Se comercialmente o carro não vingou em termos de volume, no cinema a ascensão começou após sua descontinuação. Em 1985, graças ao filme De Volta para o Futuro (Back to the Future), foi alçado ao status de ícone.

Versão elétrica prevista para 2024

Apenas as portas asa-de-gaivota do Alpha5 lembram a versão original do DMC12 | Foto: Divulgação

O carisma do modelo é tão grande que inspirou uma versão elétrica, apresentada em 2022 pela própria DeLorean Motor Company, renascida das cinzas corporativas ao ser comprada por um empresário britânico residente nos Estados Unidos. A releitura elétrica chama-se Aplha5 e causa alvoroço entre os fãs mesmo antes de chegar às ruas. Não foram revelados dados de potência e torque, mas os números de desempenho já impõem respeito: aceleração de 0 a 100 km/h em 2,99 s e velocidade máxima de 250 km/h. O novo DeLorean pode rodar 480 km com a carga das baterias e a expectativa é que comece a ser produzido em 2024.  
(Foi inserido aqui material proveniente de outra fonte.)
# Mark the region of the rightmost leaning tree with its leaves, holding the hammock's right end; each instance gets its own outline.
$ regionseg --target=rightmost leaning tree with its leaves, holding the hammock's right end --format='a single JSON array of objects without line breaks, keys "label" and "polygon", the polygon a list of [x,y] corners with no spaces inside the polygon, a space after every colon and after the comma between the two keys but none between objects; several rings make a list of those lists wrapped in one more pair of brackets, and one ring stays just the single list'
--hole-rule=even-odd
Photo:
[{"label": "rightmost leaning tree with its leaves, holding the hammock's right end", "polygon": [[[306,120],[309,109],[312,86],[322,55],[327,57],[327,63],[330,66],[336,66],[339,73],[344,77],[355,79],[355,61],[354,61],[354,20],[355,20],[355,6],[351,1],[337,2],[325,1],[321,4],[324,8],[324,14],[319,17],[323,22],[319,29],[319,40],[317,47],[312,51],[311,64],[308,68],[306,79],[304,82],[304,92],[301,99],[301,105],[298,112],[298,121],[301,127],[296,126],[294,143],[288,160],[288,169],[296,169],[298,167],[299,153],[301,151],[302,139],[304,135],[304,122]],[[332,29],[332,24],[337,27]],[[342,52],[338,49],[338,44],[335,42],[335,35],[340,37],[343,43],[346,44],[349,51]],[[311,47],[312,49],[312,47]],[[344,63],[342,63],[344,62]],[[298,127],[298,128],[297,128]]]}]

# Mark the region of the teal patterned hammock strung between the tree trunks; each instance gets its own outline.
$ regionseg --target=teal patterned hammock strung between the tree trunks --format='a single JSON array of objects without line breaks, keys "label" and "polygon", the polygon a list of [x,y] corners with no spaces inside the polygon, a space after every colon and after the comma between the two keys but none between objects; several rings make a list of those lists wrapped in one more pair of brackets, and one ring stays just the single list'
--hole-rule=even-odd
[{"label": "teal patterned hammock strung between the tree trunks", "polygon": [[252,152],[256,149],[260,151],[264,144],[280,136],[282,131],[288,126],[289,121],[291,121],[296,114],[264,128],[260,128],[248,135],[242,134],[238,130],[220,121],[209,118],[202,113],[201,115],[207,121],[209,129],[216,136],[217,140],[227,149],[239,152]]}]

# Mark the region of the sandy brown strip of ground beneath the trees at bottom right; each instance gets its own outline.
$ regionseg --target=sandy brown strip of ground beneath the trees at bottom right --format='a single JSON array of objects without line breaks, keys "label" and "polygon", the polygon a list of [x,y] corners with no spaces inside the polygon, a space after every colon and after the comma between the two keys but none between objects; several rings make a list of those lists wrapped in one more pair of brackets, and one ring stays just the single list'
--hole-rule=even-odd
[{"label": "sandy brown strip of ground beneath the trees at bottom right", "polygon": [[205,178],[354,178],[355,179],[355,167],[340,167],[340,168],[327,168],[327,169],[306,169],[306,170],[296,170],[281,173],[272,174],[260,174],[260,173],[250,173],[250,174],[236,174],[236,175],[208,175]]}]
Viagem para o ‘‘longínquo’’ futuro de 2015

O cientista maluco Emmett Brown (Cristhoper Lloyd) e Marty McFly (Michael J. Fox) em cena deste clássico de Hollywood | Foto: Divulgação

No primeiro filme da série (1985), Marty McFly, interpretado por Michael J. Fox, viaja 30 anos ao passado a bordo de um DeLorean transformado em máquina do tempo pelo cientista maluco Emmett Brown (Cristhoper Lloyd). Na continuação, de 1989, ele pula 30 anos para o futuro, desembarcando em 21 de outubro de 2015. Em 1990, fechando a trilogia, retorna a 1855. Na telona, o DeLorean tinha diversos apetrechos tecnológicos espalhados pela carroceria e um incrível motor movido a energia nuclear que desenvolvia espetaculares “1,21 gigawatts de eletricidade”, como bem lembrava o cientista Emmett Brown.  

Pena que exemplar da reportagem não tem capacitor de fluxo para viajar livremente no tempo, presenciando datas históricas. Assim, seria possível testemunhar a invenção do automóvel pelo alemão Karl Benz, em 29 de janeiro de 1886, ou quem sabe, viajar até o futuro para um test-drive nos carros voadores que, segundo as equivocadas previsões das produções hollywoodianas dos anos 70 e 80, já deviam estar rodando por aí desde o início dos anos 2000.